Nonopioids were also subject to restrictions by some payers, the study found. Step therapy was also especially uncommon.

Of the 62 products examined, 30 were prescription opioids and 32 were nonopioid analgesics, including 10 nonsteroidal anti-inflammatory drugs; 10 antidepressants; 6 muscle relaxants; 4 anticonvulsants; and 2 topical analgesics.

Medicaid plans covered a median of 19 opioids examined (interquartile range [IQR], 12-27; median, 63%; IQR, 40%-90%) and a median of 22 nonopioids examined (IQR, 21-27; median, 69%; IQR, 66%-83%). Medicare Advantage plans covered similar proportions (median [IQR], opioids: 17 [15-22]; 57% [50%-73%]; nonopioids: 22 [22-26]; 69% [69%-81%]).

Commercial plans covered more opioids (median [IQR], 23 [21-25]; 77% [70%-84%]) and nonopioids (median [IQR], 26 [24-27]; 81% [74%-85%]).

Utilization management strategies were common for opioids in Medicaid plans (median [IQR], 15 [11-20] opioids; 91% [74%-97%]), Medicare Advantage plans (median [IQR], 15 [9-18] opioids; 100% [100%-100%]), and commercial plans (median [IQR], 16 [11-20] opioids; 74% [53%-94%]), generally relying on 30-day quantity limits rather than prior authorization.
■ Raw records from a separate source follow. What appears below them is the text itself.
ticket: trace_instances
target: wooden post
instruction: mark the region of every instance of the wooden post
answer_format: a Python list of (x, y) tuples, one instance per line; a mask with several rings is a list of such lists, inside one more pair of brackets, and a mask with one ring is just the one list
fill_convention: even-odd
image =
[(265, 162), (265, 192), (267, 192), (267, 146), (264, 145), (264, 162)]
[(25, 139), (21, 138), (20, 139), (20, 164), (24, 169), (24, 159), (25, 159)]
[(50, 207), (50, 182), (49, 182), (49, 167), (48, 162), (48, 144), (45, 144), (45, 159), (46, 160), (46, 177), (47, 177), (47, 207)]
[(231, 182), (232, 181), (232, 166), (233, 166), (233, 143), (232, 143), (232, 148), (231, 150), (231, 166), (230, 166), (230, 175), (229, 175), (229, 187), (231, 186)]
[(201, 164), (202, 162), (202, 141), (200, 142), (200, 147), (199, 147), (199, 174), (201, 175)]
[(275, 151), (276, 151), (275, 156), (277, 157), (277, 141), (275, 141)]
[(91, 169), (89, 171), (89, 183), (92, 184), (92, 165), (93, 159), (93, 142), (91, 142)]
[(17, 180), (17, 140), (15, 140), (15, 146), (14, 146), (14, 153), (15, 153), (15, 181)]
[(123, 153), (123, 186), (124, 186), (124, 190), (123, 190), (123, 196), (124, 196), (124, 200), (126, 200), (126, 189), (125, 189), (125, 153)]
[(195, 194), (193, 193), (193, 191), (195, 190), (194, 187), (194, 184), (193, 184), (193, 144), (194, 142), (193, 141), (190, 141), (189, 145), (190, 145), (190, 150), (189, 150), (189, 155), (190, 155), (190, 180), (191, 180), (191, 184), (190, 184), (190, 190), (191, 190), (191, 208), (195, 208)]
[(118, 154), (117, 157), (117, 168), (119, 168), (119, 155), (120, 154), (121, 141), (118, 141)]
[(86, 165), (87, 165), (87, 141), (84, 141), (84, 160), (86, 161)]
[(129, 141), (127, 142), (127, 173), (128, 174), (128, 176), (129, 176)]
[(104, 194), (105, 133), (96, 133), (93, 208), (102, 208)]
Many of the nonopioids also were subject to utilization management, especially quantity limits (24%-32% of products across payers) and prior authorization (median [IQR], commercial plans: 2 [0-3] nonopioids; 9% [0%-11%]; Medicare Advantage plans: 4 [3-5] nonopioids; 19% [10%-23%]; Medicaid plans: 6 [1-13] nonopioids; 38% [2%-52%]).

Among commercial plans, the median plan placed 18 opioids (74%) and 20 nonopioids (81%) in tier 1, which was associated with a median out-of-pocket cost of $10 (IQR, $9-$10) per 30-day supply.

Interviews with executives revealed an emphasis on increasing opioid utilization management and identifying high-risk prescribers and patients, rather than promoting comprehensive strategies to improve treatment of chronic pain or better integrating pharmacologic and nonpharmacologic alternatives to opioids, the study said.

Limiting prescribing by providers and imposing quantity limits on chronic pain patients has had a negative effect on some patients, some doctors have said.


Lin DH, Jones CM, Compton WM, et al. Prescription drug coverage for treatment of low back pain among US Medicaid, Medicare Advantage, and commercial insurers. JAMA Network Open. 2018;1(2):e180235. doi:10.1001/jamanetworkopen.2018.0235.